In order to optimize the AlGaN/GaN epitaxial structure for short channel transistors (0.15 µm gate length), epitaxial stacks with varying Al content of the AlGaN layer were investigated by utilizing FBH's Ka-band GaN process line. For evaluation of principal device stability the high temperature operational test procedure (HTO) has been selected. HTO is one of the screening tests applied qualifying the devices for statistical lifetime evaluation. It estimates device stability during operation in a well-defined bias point.

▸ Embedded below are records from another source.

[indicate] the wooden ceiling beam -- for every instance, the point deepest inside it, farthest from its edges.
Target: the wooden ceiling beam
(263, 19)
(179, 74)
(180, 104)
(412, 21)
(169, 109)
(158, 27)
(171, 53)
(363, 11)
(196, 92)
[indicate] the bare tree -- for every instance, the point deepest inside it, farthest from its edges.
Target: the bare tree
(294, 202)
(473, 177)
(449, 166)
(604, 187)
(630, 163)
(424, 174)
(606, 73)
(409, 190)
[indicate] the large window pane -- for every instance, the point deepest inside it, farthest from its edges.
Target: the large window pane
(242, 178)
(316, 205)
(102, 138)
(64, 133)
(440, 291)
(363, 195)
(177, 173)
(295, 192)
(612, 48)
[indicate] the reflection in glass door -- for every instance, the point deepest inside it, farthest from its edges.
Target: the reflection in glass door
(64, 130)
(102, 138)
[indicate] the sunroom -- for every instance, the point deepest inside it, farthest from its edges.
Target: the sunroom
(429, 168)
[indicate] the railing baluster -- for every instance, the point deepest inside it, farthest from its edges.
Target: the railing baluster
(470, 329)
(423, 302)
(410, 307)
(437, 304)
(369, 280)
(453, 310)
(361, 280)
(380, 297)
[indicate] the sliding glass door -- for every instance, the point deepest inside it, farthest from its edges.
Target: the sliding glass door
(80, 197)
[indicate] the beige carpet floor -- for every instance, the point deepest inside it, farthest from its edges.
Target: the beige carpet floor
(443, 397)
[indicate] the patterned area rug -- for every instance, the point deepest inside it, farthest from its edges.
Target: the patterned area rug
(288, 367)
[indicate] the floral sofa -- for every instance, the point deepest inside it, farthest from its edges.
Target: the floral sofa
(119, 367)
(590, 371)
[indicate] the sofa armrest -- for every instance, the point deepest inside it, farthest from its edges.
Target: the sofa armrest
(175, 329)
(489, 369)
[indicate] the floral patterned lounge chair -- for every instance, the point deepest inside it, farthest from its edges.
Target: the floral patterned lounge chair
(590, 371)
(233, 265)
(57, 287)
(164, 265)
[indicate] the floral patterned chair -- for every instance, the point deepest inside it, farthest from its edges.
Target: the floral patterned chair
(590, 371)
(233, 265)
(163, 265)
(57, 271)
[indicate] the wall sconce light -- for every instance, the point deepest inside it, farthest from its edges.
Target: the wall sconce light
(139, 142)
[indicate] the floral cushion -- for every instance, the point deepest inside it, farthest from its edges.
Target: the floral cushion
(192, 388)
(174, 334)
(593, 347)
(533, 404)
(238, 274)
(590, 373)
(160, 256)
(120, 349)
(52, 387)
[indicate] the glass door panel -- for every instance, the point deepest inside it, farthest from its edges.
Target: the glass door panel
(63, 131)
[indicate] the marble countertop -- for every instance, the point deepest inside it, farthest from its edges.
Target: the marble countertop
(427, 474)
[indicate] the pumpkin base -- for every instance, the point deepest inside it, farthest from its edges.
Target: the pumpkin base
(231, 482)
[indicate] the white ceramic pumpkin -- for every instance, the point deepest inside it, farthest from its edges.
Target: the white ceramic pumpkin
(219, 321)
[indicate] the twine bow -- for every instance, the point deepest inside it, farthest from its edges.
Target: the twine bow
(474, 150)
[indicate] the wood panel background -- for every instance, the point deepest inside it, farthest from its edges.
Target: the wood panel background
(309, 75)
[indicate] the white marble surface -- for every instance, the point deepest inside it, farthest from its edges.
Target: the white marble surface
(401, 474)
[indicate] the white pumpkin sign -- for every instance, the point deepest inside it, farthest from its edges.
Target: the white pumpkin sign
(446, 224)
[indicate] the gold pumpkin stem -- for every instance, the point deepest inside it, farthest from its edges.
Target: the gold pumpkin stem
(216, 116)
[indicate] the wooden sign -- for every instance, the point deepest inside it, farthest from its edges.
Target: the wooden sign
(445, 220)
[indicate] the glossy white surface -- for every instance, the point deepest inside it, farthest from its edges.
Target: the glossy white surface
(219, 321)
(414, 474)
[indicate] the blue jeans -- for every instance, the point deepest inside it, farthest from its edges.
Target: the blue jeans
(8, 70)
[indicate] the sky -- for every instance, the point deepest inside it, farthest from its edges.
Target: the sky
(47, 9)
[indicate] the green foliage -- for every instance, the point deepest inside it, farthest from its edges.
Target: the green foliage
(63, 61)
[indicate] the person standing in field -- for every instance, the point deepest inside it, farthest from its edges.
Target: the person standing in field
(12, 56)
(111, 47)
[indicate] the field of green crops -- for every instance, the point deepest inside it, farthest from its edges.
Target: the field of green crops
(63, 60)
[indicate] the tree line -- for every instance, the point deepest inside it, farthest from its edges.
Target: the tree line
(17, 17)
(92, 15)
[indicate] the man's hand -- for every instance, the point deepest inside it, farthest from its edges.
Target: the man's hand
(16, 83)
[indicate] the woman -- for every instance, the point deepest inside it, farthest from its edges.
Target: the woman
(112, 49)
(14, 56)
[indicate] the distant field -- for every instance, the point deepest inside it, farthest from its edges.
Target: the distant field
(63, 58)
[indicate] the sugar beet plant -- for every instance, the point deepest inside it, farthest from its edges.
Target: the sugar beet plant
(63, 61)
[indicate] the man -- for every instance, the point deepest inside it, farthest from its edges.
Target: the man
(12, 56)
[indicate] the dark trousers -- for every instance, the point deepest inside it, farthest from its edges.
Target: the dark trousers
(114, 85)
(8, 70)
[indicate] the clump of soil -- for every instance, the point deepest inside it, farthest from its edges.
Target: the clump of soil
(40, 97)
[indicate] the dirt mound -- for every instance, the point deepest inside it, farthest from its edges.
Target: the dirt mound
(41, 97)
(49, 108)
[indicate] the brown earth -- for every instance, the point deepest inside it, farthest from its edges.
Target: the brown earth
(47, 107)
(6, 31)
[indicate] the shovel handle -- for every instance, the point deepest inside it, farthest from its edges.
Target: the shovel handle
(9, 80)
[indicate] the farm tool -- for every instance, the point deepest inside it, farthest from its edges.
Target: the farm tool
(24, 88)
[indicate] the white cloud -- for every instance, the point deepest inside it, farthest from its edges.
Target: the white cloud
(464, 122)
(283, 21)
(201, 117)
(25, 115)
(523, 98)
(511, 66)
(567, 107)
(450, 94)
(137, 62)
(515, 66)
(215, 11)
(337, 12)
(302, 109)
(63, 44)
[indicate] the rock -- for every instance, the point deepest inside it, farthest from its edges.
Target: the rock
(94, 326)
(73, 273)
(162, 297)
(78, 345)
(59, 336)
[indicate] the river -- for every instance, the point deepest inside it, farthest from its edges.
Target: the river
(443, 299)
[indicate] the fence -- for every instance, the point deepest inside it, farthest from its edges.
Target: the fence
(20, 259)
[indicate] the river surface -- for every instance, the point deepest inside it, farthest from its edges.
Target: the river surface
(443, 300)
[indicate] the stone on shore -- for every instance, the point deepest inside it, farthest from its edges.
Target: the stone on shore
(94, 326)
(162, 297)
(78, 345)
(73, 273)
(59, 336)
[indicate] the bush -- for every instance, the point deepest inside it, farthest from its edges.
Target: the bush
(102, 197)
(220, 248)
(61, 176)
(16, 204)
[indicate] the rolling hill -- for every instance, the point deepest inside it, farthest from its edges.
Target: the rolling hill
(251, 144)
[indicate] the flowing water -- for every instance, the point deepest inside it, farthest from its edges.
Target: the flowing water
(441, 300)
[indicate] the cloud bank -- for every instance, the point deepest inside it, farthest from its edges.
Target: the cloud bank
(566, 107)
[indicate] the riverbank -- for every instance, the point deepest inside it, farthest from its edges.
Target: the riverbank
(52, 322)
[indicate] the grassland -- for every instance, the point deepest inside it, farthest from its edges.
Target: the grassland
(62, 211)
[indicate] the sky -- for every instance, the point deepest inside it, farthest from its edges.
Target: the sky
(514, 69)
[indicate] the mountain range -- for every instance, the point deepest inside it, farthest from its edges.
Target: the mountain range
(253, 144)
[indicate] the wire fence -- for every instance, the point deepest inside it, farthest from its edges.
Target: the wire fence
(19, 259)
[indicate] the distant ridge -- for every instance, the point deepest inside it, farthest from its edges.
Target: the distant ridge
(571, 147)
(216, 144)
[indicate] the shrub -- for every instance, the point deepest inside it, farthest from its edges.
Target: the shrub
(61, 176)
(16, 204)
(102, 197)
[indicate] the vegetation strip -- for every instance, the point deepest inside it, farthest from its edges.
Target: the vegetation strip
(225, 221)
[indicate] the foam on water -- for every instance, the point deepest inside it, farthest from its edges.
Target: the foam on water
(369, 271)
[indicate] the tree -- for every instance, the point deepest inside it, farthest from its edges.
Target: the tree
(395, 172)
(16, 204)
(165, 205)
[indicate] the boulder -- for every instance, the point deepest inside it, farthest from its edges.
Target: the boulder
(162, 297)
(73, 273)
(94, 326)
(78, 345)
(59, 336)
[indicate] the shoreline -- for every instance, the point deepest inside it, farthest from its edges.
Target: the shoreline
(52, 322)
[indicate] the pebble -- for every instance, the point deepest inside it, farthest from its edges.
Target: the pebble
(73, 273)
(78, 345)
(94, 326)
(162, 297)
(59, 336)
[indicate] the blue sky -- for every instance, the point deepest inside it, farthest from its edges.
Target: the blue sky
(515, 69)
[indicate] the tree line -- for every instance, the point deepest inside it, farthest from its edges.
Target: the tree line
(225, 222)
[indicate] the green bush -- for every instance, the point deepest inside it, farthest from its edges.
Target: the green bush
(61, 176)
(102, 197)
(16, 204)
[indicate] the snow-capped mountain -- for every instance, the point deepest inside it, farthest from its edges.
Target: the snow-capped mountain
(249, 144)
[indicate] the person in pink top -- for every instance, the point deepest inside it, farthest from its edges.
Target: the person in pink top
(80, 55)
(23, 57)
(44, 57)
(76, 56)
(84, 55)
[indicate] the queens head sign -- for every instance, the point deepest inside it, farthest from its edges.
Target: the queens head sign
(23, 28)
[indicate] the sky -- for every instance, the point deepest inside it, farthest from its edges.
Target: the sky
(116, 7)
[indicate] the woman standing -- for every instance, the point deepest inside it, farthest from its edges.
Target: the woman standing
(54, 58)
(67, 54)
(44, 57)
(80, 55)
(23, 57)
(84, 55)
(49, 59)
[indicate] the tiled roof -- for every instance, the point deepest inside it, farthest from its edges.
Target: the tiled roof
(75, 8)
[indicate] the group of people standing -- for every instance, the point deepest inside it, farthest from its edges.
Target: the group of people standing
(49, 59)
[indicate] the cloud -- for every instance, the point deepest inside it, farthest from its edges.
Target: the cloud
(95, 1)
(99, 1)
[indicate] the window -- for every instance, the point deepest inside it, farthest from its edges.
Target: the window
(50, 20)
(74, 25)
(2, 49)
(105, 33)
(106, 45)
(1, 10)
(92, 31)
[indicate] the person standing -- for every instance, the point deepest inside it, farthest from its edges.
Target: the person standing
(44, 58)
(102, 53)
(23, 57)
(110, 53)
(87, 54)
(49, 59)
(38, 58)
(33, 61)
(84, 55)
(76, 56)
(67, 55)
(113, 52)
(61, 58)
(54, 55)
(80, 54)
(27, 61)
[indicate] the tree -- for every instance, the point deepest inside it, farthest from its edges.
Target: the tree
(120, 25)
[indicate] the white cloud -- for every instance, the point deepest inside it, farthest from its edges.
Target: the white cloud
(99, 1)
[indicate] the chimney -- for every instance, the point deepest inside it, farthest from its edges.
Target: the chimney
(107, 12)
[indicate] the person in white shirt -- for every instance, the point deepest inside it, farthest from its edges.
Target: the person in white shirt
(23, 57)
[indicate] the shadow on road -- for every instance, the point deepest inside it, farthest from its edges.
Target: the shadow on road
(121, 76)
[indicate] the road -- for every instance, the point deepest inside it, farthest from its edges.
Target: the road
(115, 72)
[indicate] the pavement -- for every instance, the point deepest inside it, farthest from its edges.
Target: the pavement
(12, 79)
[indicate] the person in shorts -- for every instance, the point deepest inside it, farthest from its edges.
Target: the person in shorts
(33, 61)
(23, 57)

Test conditions were as follows: chuck temperature 150°C, drain bias V_ds = 28 V and I_ds adjusted to obtain 2.5 W/mm DC dissipated power (I_ds ~ 10% I_dsmax); test duration 16 hours. Transistors with 150 nm gate length and AlGaN barriers containing 28% and 30% of Al were used for the test. Fig. 1 shows the evolution of drain current during testing. For devices with 28% of Al, drain current increases during the first 2 hours and then saturates till the end of the test at 20% - 30% above the initial value. At the same time, devices with 30% of Al show an increase of drain current by 70% - 80%. In order to find the root cause of this behavior, measurements of Schottky barrier height (SBH) and threshold voltage were performed before and after testing (Figs. 2 and 3). A clear correlation between change in drain current and SBH before and after the test can be noticed. The epitaxial structures with lower Al content show more stable SBH behavior (no noticeable change), while structures with 30% Al content in the barrier demonstrate a SBH decrease of about 0.1 eV. The reduced SBH of the latter devices manifests itself in a negative shift of threshold voltage which, in turn, results in a drain current increase at a given gate voltage.

In conclusion, HTO tests suggest that epitaxial structures with more than 28% Al in AlGaN layer may lead to device instabilities during the operation.